After this command, my number of markers drop from up to 15000 to 516. I even tried to go from 0.0001 to 0.5, and it didn't change much.

What could be the cause of this drastic filtering of markers on this command? Also, when I got 800 markers at the most, I got 600 for the first group and the rest divided for the other groups: group n.mrk 1 689 2 14 3 8 4 4 5 6 6 4 7 13 8 21 9 8 10 1 11 1 12 4 13 5 14 5 15 1 16 2 17 5 18 4 19 5 20 2 21 1 Is this related to the fact that I took just the first markers of my dada set, or shouldn't it be related to it? Rplot01

gabrielgesteira commented 3 years ago

Hello Vianei,

Are you still using a subset of the markers? If so, this might be the reason for almost all of them being grouped together. Since many markers end up being filtered out, you can try to load the whole dataset, filter them and see if this pattern persists. If you cannot load the whole dataset at once, try to randomly sample markers in the dataset instead of getting the first ones, so you can pick up markers from different chromosomes. Regarding the drastic reduction of markers in the segregation test, I suppose it might be related to the way genotypes were estimated. Assuming the population derived from heterozygous parents, your dataset could have markers presenting any combination between 0,1 and 2 parental genotypes, with different expected segregation for each one of them. However, when using only 0 and 1 genotypes, there is a restriction where only 0-1 and 1-0 genotype combinations between parents can be used to build the map, which would be similar to a pseudo-testcross (assuming the reduction does not collapse genotypic classes). In this case, the 0-0 combination is not informative and therefore eliminated, and the 1-1 combination might be eliminated too due to segregation distortion, since the dataset doesn't contain any individual with genotype 2. If you have the sequence data or the read depths available, it might be a good idea to try to re-estimate the genotypes and check if more markers are retained after the segregation test.

Best regards,

VianeiRother commented 3 years ago

Hello Gabriel About my dada set, I thoughtI it too, and I tock random markers from begining to end. But the results where not much diferent. Now I got 700 markers after the segregation test, iniciating in 60000 markers. Rplot01 group n.mrk 1 13 2 296 3 21 4 246 5 12 6 7 7 13 8 16 9 8 10 8 11 30 12 5 13 5 14 5 15 1 16 2 17 11 18 2 19 2 20 1 21 1 About my parents, they are 100% homozygous. But having a quick look over my data set, they are not that polymorphic as you would spect from a biparental population parents. They are actually contrasting for Beta-glucan content. So I suppose that could be a problem, the lack of polymorphism. Also, I am working with 21 linkage groups, I could start to play with this number too, to see if I got different results.

Cheers

qyannie commented 3 years ago

Hello Gabriel

I´m planning to use MAPpoly for construct genetic map.

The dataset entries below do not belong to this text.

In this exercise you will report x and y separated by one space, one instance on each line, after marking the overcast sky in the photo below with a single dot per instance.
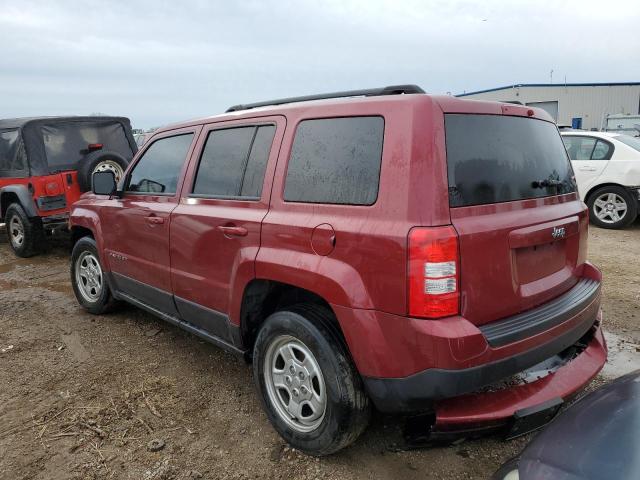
159 62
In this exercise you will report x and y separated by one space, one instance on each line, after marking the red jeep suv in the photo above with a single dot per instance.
45 165
422 254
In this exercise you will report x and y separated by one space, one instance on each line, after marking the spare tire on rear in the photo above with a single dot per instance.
100 161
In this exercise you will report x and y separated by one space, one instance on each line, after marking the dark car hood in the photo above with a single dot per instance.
596 438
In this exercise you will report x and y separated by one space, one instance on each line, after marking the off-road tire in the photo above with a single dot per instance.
33 239
105 303
91 161
347 408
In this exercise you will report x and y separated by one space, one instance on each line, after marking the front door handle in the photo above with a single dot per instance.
233 231
153 220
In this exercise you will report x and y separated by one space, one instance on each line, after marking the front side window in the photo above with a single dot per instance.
602 151
158 170
234 161
579 148
336 160
632 142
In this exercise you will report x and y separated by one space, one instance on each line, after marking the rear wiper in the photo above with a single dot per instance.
546 183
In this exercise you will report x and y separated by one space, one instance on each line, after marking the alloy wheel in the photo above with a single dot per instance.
16 231
89 276
610 208
295 384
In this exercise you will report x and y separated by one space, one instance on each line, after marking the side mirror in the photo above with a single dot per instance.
104 183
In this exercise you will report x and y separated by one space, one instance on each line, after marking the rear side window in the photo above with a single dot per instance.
234 161
336 160
158 170
11 153
496 158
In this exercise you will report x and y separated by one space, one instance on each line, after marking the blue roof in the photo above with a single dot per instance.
618 84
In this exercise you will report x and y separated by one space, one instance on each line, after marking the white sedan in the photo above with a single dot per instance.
607 169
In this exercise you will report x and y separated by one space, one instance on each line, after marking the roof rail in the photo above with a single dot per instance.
371 92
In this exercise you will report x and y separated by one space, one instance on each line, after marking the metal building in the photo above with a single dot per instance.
581 105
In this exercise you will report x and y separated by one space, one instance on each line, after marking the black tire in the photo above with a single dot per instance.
104 302
31 241
91 161
629 216
347 406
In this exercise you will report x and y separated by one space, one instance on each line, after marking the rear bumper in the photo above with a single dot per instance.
479 411
410 366
423 390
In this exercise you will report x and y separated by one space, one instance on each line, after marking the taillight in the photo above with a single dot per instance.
434 272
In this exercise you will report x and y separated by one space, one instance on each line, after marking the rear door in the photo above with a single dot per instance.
136 226
514 205
589 156
215 231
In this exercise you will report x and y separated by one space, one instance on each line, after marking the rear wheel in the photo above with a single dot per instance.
88 278
26 235
612 207
310 389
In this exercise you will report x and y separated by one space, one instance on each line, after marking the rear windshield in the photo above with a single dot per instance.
498 158
67 143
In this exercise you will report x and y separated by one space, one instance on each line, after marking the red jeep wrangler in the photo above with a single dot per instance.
423 254
46 163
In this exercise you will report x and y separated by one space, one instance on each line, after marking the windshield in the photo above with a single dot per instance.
67 143
499 158
632 142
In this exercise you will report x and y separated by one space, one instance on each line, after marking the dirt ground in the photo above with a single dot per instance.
83 396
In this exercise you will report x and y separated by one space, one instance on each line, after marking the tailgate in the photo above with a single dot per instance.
514 257
522 229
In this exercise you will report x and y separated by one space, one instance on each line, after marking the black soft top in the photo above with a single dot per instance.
28 153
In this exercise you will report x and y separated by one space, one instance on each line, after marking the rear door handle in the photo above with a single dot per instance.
232 230
154 220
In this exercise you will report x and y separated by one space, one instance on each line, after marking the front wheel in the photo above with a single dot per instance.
310 388
26 235
88 278
612 207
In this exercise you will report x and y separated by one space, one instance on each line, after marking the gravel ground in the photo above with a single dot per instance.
127 396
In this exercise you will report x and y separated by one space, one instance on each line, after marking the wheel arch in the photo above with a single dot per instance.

I got the following error message from that command:

z <- as.numeric(colnames(grs$seq.vs.grouped.snp)[1:11]) LGS<-vector("list", 11) for(j in 1:11){ temp1 <- make_seq_mappoly(grs, j) tpt <- make_pairs_mappoly(all.rf.pairwise, input.seq = temp1) temp2 <- rf_snp_filter(input.twopt = tpt, diagnostic.plot = FALSE) lgtemp <- get_genomic_order(temp2) LGS[[z[j]]] <- list(seq = make_seq_mappoly(lgtemp), tpt = tpt, ch = z[j]) } is giving me some Warning message: Error in LGS[[z[j]]] <- list(seq = make_seq_mappoly(lgtemp), tpt = tpt, : attempt to select more than one element in integerOneIndex

I don't known why.Is it a command error?

Best wishes

gabrielgesteira commented 3 years ago

Dear Yan,

Thank you for your interest in using MAPpoly. I see that some users are facing issues when running the example code from the tutorial. Please try running the following loop instead:

LGS<-vector("list", 11)
for(j in 1:11){
    temp1 <- make_seq_mappoly(grs, j, genomic.info = 1)
    tpt <- make_pairs_mappoly(all.rf.pairwise, input.seq = temp1)
    temp2 <- rf_snp_filter(input.twopt = tpt, diagnostic.plot = FALSE)
    lgtemp <- get_genomic_order(temp2)
    LGS[[j]] <- list(seq = make_seq_mappoly(lgtemp), tpt = tpt)
}

This basically drops the z and ch objects, so it avoids issues in the list indexing when the reference sequence names are not numbers.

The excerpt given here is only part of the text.